I care less if it is yik kam system, Ipman system, YKS system , or Hendrik system....etc

If it doesn't work according to its design to deliver full potential.  it doesn't matter who's system.


----------



## zuti car (May 25, 2015)

Before I go to sleep I have one more question regarding this video clip .Before I ask a question I have to say I have some years in Shotokan karate and I am familiar with that art . Let's say I am wrong and that is wing chun , is  , well that was called in Shotokan karate "combat Zenkutsu dachi " stance prevalent stance in wing chun system ? Or it is used only for heavy bag training ?


----------



## zuti car (May 25, 2015)

Hendrik said:


> The issue is you guys keep thinking mechanical system while the SNT set is to develop hydraulic system as the platform of Wck.
> 
> Rotate hip in a mechanical system and a hydraulic system might look similar but it is a totally different handling .
> 
> ...


You like to  make videos , make one where you punching something , heavy bag for instance , so we can all see what are you talking about


----------



## Kung Fu Wang (May 25, 2015)

zuti car said:


> You like to  make videos , make one where you punching something , heavy bag for instance , so we can all see what are you talking about


I have asked Herdrik on this before. By using the "snake engine" to show how to generate power on a heavy bag can be valuable. After all MA is 2 persons art, if the other person is not there, the heavy bag may be the next best thing to have (at least from the striking art point of view).


----------



## KPM (May 25, 2015)

zuti car said:


> Like many good boxers do  , boxing is not just hip rotation but all these things you said here just without Chinese terminology



No doubt!  But they do it differently and combine them differently.   You don't sink or rise or press or rotate in your Wing Chun?


----------



## KPM (May 25, 2015)

zuti car said:


> Did I said that?
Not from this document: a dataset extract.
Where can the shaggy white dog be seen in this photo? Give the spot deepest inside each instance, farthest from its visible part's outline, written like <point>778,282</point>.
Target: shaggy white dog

On the other hand , guy from the clip is  doing boxing and call it wing chun .


 
Absolutely not true Zuti!  And I described exactly what to look for to see the differences.  You can say "I can't see what you are pointing out" and that's fine.  But don't say "the guy from the clip is doing boxing and call it Wing Chun."  Because I said it is not western boxing.  It is Chu Sau Lei Wing Chun.  Are you saying I don't know what I'm talking about?


----------



## KPM (May 25, 2015)

zuti car said:


> Before I go to sleep I have one more question regarding this video clip .Before I ask a question I have to say I have some years in Shotokan karate and I am familiar with that art . Let's say I am wrong and that is wing chun , is  , well that was called in Shotokan karate "combat Zenkutsu dachi " stance prevalent stance in wing chun system ? Or it is used only for heavy bag training ?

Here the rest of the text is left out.